One group's mangled logic: How to reform our schools
Citizens for Better Schools, the unsuccessful plaintiff in a case against the newly hired Anniston City Schools superintendent, calls itself an education reform group.
Yeah, right.
The evidence thus far argues that it's a reform-minded group the way Union Gen. William Sherman's soldiers were a Southern architectural redesign outfit.
Last week, a circuit court judge tossed out a lawsuit brought by Citizens for Better Schools against Anniston's school district.
Circuit Court Judge John Thomason had little choice but to rule Anniston City Schools Superintendent Joan Frazier's hiring was legal. The law and the facts were on the board's side.
Last year, Citizens for Better Schools was in a rather awkward position of defending Oxford Middle School students who were punished for slapping and hitting fellow students with a belt.

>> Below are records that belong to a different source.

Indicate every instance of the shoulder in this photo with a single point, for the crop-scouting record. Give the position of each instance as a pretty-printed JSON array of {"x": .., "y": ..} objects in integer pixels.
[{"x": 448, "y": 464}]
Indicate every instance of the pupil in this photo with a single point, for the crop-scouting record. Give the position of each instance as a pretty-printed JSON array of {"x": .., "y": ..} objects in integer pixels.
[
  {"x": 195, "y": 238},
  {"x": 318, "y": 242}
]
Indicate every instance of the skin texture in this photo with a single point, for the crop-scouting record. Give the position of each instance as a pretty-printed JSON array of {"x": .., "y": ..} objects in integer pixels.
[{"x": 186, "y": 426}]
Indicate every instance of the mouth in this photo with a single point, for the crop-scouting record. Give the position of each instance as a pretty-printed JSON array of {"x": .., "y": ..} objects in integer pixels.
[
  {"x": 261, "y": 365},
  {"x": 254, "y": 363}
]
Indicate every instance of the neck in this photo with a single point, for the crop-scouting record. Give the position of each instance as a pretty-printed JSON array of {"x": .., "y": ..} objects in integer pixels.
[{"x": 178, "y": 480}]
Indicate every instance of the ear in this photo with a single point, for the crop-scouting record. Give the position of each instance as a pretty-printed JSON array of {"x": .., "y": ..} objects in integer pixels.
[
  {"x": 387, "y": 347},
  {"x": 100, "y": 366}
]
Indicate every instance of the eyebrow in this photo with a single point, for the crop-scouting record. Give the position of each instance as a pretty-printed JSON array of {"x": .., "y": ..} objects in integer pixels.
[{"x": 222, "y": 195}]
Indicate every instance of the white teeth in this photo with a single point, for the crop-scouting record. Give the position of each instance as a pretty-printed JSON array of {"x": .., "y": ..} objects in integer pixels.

During the ensuing controversy, Ronald Jackson, executive director for the Citizens for Better Schools, described Oxford City Schools as "racist." When asked for proof, Jackson said his proof was that the school district was still under a federal desegregation order.
When asked if by that standard Anniston City Schools, which is under the same late-1960s consent decree and with an enrollment that's more than 90 percent black, was a "racist" district, Jackson said that it was.
The same sort of mangled logic was on display as the outfit sued Anniston schools on the shakiest of legal premises.
Educational reform is serious business. The region's school districts need all the help they can get. It's best administered by reformers who can balance the steady support for ensuring top-rate schooling and a critical eye that calls attention to a district's deficiencies.
Educational reformers use the courts as a last resort, not a first impulse.
Educational reformers are critical allies. At the right time and in the appropriate measure, they apply pats on the back and kicks to the rear.
Educational reformers don't waste time. They know the clock is ticking on students. Improvements can't wait until low-performing students drop out of school and descend into a life of diminished opportunities.
Until it proves worthy, Citizens for Better Schools needs a new name and a more accurate description.